Semantic enrichment can disambiguate unstructured text. For example, consider the importance of being able to differentiate AIDS (Acquired Immunodeficiency Syndrome) from hearing aids. A user searching for aids using keywords will likely retrieve examples of both, while a user who can distinguish between the concepts achieves greater precision.

Semantic Enrichment Across the Organisation: Who Can Benefit?

Semantic enrichment opens possibilities to informatics and information management that couldn’t have been considered before. Keyword search and manual curation could never have approached the task of examining the more than 25 million articles indexed in MEDLINE to extract candidate relationships between whole classes of concepts like genes and diseases, irrespective of phrasing, location, source, and format. But semantic enrichment can exploit content in this way.

Semantic enrichment also helps solve many already existing and intractable problems across different functional areas and teams, including:

Early phase research. Semantically enriched content annotated with relevant biological, disease, protein, and gene concepts can be analysed to determine potential relationships between these. The resulting relationship graph can suggest potential biomarkers and drug targets, and the findings linked to supporting source content for validation prior to wet lab.

Competitive intelligence. Competitor patent filings, often intended to hinder discovery, can support improved recall through semantic enrichment that enhances text to annotate chemical substances. Non-patent literature (NPL) enriched using the same vocabularies can be explored alongside the patent literature to provide a full picture for patent landscaping or other competitive purposes.

Pharmacovigilance.
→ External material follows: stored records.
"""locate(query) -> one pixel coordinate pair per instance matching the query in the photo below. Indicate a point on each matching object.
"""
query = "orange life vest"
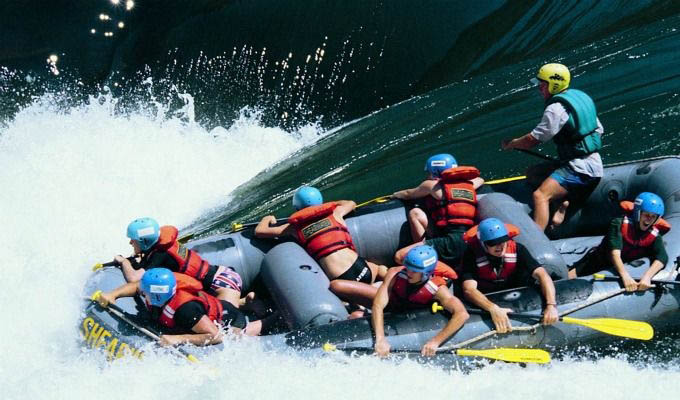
(635, 243)
(488, 279)
(319, 232)
(458, 205)
(188, 261)
(189, 289)
(406, 295)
Scientific research semantically enriched to identify adverse events and pharmacological substances can suggest links between the two, increasing the efficiency and comprehensive- ness of these vital monitoring workflows.

IDMP (identification of medicinal products) compliance. IDMP initiatives directed by the Food and Drug Administration (FDA) and European Medicines Agency (EMA) aim to standardise how information can be expressed about pharmacological products. When semantically enriched, disparate internal and external content sources can be exploited to give a more robust view of product attributes.

Semantic Enrichment And Scientific Literature: Three Takeaways For Information Managers

Although semantic enrichment is a complex process, it produces powerfully simple business results. For information managers, it has the ability to reduce friction in the discovery, access, consumption, and synthesis of published scientific literature. Here are three takeaways:

  • Driving Discovery - Published journal content is typically enhanced with layers of metadata—abstract, publication type, date, keyword and topic categories, and many more—to enhance discoverability. Semantic enrichment provides a new approach that can go deeper than these traditional methods to expose the relevant concepts present in the full text of an article.
  • Measuring The Value of Content - Information managers continually analyse subscription and document delivery usage, adjusting their content sourcing as needed to meet evolving needs. Externally published literature that has been semantically enriched can be used and consumed in new ways, sometimes even without direct human involvement, and thus may not be properly represented in traditional models of article views, downloads, or purchases. Information managers may need new approaches and metrics to understand the value that published content delivers to their organisation.
  • Enhancing The Role of Information Management - Information managers have a unique perspective and expertise to contribute to semantic enrichment projects. Look for opportunities to partner with other groups, such as informatics, to contribute awareness of the ways the organisation currently acquires and uses published content.